= Coumarin derivatives =

Organic compounds derived from coumarin

Chemical structure of coumarin

Coumarin derivatives are derivatives of coumarin and are considered phenylpropanoids. Among the most important derivatives are the 4-hydroxycoumarins, which exhibit anticoagulant properties, a characteristic not present for coumarin itself.

Some naturally occurring coumarin derivatives include umbelliferone (7-hydroxycoumarin), aesculetin (6,7-dihydroxycoumarin), herniarin (7-methoxycoumarin), psoralen and imperatorin.

4-Phenylcoumarin is the backbone of the neoflavones, a type of neoflavonoids.

Coumarin-pyrazole hybrids have been synthesized from hydrazones, carbazones and thiocarbazones via Vilsmeier Haack formylation reaction. Whereas, coumarin-pyridine hybrids have been prepared from the Knoevenagel condensation of pyridylacetontriles with substituted salicylaldehydes.
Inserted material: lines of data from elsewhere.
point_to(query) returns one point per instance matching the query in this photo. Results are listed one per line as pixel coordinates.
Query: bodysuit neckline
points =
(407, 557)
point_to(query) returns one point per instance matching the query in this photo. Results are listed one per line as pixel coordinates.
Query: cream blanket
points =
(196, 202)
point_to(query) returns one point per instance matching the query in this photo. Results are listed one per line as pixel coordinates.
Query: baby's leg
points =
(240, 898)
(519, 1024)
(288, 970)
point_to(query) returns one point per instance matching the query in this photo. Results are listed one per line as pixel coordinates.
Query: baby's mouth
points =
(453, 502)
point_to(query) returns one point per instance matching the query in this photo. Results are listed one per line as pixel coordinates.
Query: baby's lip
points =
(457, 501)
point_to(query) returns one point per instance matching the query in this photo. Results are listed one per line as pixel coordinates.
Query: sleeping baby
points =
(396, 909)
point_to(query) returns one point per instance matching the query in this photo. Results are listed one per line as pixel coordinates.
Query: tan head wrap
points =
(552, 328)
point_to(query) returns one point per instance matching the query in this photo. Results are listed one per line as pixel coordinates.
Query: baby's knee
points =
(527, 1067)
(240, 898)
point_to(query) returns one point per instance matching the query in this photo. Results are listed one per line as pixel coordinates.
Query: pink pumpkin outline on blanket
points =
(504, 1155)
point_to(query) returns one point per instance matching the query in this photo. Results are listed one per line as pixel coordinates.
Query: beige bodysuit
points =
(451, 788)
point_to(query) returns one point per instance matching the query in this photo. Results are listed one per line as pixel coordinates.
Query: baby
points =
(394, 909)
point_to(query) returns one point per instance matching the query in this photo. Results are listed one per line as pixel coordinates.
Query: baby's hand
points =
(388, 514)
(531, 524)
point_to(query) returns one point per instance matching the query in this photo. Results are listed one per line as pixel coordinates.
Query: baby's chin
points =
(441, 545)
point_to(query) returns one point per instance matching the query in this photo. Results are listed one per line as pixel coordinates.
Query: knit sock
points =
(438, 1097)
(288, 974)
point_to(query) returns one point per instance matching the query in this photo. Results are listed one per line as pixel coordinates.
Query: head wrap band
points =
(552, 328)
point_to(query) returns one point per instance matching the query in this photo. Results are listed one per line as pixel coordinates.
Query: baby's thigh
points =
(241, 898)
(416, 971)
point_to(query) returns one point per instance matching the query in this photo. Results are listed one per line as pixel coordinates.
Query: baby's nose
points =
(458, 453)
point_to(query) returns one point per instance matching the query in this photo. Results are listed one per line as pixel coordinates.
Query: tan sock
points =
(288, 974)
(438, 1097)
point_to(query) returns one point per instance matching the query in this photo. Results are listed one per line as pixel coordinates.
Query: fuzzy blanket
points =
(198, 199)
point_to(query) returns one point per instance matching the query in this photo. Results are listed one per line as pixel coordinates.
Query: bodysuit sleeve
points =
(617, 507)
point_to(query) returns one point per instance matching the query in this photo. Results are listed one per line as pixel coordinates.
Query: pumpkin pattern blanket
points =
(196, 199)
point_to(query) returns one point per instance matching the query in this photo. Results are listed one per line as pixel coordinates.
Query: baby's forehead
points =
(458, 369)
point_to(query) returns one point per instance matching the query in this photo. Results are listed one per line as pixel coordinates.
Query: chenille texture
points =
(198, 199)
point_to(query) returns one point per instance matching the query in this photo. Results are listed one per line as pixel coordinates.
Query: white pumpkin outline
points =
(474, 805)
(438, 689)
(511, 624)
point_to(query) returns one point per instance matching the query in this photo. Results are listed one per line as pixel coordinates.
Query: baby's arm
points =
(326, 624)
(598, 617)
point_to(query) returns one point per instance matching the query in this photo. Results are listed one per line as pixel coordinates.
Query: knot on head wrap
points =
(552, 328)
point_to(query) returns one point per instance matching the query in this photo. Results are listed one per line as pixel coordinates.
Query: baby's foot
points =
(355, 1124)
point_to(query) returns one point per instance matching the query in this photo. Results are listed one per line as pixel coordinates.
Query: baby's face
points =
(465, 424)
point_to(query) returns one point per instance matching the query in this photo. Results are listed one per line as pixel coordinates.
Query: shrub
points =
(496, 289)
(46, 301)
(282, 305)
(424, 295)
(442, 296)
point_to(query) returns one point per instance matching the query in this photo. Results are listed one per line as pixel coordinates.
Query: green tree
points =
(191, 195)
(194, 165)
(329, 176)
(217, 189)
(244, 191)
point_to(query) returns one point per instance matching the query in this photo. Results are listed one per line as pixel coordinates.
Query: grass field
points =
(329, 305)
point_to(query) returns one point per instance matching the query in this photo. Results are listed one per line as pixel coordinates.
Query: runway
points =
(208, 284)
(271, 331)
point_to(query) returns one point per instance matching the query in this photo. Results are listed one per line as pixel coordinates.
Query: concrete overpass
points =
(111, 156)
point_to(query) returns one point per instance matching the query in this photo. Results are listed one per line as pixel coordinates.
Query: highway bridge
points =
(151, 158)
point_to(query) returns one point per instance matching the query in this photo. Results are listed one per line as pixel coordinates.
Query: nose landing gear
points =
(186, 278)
Compounds derived from coumarin are also called coumarins or coumarinoids; this family includes:

- brodifacoum
- bromadiolone
- difenacoum
- auraptene
- ensaculin
- phenprocoumon (Marcoumar)
- PSB-SB-487
- PSB-SB-1202
- scopoletin can be isolated from the bark of Shorea pinanga
- warfarin (Coumadin)

Coumarin is transformed into the natural anticoagulant dicoumarol by a number of species of fungi. This occurs as the result of the production of 4-hydroxycoumarin, then further (in the presence of naturally occurring formaldehyde) into the actual anticoagulant dicoumarol, a fermentation product and mycotoxin. Dicoumarol was responsible for the bleeding disease known historically as "sweet clover disease" in cattle eating moldy sweet clover silage. In basic research, preliminary evidence exists for coumarin having various biological activities, including anti-inflammatory, anti-tumor, antibacterial, and antifungal properties, among others.

==Uses==
===Medicine===
Warfarin - a coumarin - with brand name, Coumadin, is a prescription drug used as an anticoagulant to inhibit formation of blood clots, and so is a therapy for deep vein thrombosis and pulmonary embolism. It may be used to prevent recurrent blood clot formation from atrial fibrillation, thrombotic stroke, and transient ischemic attacks.

Coumarins have shown some evidence of biological activity and have limited approval for few medical uses as pharmaceuticals, such as in the treatment of lymphedema. Both coumarin and 1,3-indandione derivatives produce a uricosuric effect, presumably by interfering with the renal tubular reabsorption of urate.

===Laser dyes===
Arising from tunable intramolecular charge transfer (ICT) properties within the molecule, coumarins have found purpose as dyes and stains, particularly those featuring electron-donating substituents at the 7-position, which can be used to enhance this behavior. Coumarin dyes are extensively used as gain media in blue-green tunable organic dye lasers. Among the various coumarin laser dyes are coumarins 480, 490, 504, 521, 504T, and 521T. Coumarin tetramethyl laser dyes offer wide tunability and high laser gain, and they are also used as active medium in coherent OLED emitters. and as a sensitizer in older photovoltaic technologies.